STEP 3 – Set a Price
Your agent will help you set a price for the home that fits your needs with the market demands. They will search for homes in the area comparable to yours that have recently sold to ascertain the fair market value of your home. From there, you can generate a game plan to set the price based on your needs. Setting the price high can prolong your sales time and limit the number of people through your home, but setting it too prevents you from getting paid what your house is worth.
Make sure your agent knows your neighborhood. Often neighborhoods have “micro-trends” that aren’t prevalent in the overall market. One neighborhood might be “hot” and outside agents know nothing about it. Select the right agent for your neighborhood, and they’ll help you select the right price for your home.
STEP 4 – Make a Plan
You’ve got a great home with the right price. How are you going to get the word out? Your agent should create a custom plan for your home. In Robyn Foulger’s and Scott Steadman’s case, they prepare a tailor-made, proprietary 25-Point Marketing Plan for each home they list.
Your marketing plan should identify the agents’ responsibilities and commitments. How many open houses will they hold? How will they market online? How will they market in print?
And what will you do? What home repairs will you undertake? What needs to be replaced?
Working together with your agent you should find a plan that fits your needs and lifestyle, and one that will get your home’s information to the best buyers. Then it’s time to put it to work.
STEP 5 – The Offer
This is it! It’s time to receive offers. Together with your agent, you’ll review offers sent in by real estate agents. If there are multiple offers, you’ll have to decide which to accept. Do you take the high offer with several conditions, or the lower one with no conditions? Talk to your agent to determine what’s best for you.
Some things to consider when looking at offers:
Take Your Time
Don’t get in such a rush or panic that you settle for getting the offer terms by fax or phone. Make sure you sit down with your agent so that you understand the terms and what the offer really says.
Determine what your bottom dollar is and never share it with any one. Compare each offer to that amount and realize that your bottom price may change as you become more familiar with the market.
Don’t take any offer personally
Your house is just one house that is on the market. Buyers scour the market for great deals and sometimes present intentionally low offers. Do not take any offer as a personal insult.
Don’t hesitate to counter-offer
Even when you get a low offer or one that you are unwilling to accept, don’t hesitate to counter. Sometimes buyers will respond positively to a counter because they are encouraged you are willing to negotiate.
STEP 6 – Closing
There’s a lot to do between the time you accept an offer and the time the house is actually sold.

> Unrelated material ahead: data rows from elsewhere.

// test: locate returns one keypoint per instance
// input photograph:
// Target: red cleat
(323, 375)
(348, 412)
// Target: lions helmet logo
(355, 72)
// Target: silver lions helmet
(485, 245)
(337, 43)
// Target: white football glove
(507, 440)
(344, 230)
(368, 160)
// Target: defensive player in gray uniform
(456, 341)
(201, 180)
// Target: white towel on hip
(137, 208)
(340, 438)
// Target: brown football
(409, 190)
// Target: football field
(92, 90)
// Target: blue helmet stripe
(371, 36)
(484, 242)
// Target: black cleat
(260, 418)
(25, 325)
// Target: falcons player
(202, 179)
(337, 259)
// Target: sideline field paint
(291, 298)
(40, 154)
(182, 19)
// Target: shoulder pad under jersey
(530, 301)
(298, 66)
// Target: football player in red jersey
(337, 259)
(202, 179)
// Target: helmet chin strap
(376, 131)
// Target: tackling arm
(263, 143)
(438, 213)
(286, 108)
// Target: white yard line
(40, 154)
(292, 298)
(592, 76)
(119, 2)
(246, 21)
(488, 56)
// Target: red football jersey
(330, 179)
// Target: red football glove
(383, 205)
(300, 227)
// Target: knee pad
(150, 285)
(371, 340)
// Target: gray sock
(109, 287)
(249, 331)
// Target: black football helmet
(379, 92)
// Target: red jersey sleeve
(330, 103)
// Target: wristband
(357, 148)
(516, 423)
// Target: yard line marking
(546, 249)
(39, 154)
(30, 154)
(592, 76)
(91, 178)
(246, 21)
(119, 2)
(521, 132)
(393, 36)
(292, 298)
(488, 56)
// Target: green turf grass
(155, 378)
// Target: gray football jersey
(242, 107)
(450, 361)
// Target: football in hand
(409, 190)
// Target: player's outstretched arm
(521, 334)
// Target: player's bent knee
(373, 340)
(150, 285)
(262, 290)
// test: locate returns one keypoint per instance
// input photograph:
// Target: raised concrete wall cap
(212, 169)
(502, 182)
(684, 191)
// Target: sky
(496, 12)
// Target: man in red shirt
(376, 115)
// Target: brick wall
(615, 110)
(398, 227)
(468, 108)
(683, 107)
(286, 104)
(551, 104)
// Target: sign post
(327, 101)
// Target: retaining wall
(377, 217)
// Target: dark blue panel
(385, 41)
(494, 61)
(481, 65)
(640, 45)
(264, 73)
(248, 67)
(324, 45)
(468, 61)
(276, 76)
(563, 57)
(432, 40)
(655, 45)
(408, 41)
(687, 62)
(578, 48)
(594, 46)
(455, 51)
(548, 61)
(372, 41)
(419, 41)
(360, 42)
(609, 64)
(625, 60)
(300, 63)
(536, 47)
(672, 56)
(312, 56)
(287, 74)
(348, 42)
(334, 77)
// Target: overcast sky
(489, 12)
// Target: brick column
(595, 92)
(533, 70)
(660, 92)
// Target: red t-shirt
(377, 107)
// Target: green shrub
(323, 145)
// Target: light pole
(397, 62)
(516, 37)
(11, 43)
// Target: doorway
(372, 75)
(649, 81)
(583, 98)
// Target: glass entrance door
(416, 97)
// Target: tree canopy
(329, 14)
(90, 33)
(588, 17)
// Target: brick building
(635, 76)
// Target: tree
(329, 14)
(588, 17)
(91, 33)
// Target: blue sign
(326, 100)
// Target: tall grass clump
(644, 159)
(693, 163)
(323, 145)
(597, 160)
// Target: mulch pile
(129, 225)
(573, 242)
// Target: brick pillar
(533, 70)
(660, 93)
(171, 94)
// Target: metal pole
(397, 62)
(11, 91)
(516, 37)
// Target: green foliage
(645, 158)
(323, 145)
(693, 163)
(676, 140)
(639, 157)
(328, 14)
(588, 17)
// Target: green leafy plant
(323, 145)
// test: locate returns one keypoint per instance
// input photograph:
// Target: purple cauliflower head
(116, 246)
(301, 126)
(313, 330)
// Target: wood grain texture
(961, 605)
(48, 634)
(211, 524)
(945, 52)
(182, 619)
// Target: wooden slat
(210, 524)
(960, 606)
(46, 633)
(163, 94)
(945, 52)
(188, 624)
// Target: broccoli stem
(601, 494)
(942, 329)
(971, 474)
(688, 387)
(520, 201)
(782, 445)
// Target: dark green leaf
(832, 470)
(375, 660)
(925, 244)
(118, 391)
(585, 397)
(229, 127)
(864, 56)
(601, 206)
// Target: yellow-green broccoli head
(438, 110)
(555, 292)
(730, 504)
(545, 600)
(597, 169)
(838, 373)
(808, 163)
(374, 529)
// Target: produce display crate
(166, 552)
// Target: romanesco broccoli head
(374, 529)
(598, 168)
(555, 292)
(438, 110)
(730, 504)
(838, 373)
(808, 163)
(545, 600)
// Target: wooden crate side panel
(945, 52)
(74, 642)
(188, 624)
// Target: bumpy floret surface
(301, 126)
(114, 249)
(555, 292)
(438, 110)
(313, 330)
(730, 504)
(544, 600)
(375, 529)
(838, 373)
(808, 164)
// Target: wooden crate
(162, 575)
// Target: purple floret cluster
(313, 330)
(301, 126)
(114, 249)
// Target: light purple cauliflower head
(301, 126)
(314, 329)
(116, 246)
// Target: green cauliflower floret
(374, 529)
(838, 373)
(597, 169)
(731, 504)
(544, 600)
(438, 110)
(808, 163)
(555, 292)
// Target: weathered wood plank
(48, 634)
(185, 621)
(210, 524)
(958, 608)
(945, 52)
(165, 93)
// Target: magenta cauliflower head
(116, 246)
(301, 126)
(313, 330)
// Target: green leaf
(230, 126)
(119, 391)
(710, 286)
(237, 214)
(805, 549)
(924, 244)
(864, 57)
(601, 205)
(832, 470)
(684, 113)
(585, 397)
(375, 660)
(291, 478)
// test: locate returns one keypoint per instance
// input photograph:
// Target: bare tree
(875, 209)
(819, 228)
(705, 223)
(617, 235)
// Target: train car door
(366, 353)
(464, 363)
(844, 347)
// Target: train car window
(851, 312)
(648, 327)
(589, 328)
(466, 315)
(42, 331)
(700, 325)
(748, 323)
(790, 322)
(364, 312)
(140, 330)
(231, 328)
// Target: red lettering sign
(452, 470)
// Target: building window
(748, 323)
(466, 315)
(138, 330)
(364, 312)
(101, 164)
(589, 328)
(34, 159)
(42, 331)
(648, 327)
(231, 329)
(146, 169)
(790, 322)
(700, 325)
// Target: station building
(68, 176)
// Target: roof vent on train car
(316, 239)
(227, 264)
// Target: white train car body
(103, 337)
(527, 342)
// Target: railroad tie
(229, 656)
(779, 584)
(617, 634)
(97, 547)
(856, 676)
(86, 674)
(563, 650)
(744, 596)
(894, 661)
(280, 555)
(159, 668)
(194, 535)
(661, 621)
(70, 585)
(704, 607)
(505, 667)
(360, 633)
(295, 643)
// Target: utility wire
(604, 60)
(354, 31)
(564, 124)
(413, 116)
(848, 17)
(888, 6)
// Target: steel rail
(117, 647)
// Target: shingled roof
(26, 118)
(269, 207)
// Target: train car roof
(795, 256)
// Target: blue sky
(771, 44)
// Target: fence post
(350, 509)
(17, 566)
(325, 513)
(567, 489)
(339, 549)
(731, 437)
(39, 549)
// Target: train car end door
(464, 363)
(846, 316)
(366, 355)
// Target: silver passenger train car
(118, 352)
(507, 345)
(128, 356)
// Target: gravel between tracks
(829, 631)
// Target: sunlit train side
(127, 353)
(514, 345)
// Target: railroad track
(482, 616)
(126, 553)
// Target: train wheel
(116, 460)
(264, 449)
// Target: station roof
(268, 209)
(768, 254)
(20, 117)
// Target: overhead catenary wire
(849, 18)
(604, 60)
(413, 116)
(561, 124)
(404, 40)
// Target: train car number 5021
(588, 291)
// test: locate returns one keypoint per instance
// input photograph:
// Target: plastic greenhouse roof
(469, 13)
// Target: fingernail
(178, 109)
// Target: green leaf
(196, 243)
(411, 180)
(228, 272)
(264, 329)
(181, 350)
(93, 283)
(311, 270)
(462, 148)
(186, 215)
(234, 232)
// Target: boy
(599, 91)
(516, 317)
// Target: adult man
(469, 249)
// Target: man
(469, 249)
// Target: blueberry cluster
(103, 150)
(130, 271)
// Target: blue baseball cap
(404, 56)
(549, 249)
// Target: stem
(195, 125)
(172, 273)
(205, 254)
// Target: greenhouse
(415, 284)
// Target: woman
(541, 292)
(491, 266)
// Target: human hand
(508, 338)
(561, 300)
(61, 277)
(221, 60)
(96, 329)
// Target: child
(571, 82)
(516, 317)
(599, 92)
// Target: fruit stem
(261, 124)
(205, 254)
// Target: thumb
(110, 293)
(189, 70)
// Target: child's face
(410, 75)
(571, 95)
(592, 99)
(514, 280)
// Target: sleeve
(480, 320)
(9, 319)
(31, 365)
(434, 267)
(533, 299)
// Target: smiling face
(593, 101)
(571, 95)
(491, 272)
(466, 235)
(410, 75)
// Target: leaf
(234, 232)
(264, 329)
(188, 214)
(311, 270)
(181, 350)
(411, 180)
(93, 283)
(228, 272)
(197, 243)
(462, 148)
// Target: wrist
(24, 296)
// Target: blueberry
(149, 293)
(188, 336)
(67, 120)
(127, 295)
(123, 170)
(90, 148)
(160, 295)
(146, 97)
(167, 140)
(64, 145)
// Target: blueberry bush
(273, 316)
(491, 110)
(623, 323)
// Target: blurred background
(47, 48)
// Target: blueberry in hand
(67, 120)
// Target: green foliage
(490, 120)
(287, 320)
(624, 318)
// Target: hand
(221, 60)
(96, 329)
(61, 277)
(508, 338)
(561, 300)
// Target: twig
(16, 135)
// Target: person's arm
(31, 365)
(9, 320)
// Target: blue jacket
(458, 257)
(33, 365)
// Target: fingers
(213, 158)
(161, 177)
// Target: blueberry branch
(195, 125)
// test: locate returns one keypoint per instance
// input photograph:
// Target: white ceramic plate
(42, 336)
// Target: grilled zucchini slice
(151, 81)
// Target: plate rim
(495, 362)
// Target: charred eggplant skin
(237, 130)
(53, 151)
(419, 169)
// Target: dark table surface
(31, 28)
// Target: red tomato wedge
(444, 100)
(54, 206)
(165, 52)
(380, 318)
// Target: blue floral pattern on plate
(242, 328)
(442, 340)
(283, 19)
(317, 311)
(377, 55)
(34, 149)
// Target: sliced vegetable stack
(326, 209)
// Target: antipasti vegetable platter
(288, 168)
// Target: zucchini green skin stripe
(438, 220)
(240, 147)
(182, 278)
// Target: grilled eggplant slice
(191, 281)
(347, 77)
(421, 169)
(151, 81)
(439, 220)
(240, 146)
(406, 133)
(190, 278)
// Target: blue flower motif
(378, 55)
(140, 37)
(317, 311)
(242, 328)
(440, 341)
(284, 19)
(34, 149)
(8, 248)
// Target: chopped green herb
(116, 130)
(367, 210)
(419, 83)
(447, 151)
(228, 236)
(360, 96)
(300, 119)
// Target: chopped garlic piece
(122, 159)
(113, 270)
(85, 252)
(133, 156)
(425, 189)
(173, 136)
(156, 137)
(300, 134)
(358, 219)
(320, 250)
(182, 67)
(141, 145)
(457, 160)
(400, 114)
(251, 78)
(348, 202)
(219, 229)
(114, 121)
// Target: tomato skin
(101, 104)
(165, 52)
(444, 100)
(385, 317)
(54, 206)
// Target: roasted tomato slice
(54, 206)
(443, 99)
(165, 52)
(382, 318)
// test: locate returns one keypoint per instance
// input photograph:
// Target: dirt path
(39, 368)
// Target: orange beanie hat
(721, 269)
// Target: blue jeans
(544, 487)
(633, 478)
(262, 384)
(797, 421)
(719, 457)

The buyer will do inspections, you may have to meet some conditions delineated in the offer, and the title to your home must be proven to be free and clear (free from judgments, liens, other claims, etc.).
It is your responsibility to maintain your home in the same condition it was in when the buyers made their offer. If window treatments were included, don’t pack up the curtain rods. If you included the refrigerator in the sale and it breaks, you’re still responsible for it. Many real estate complaints and lawsuits result from sellers delivering a home decidedly different from the one the buyers believed they were getting.
Once all has been done, you’re ready for closing. This is the meeting where the buyer signs final documents for transfer of title. Usually the buyer will take possession of the home the day after closing, when their mortgage loan has funded and been recorded in the local government.
Congratulations! You’ve sold your home.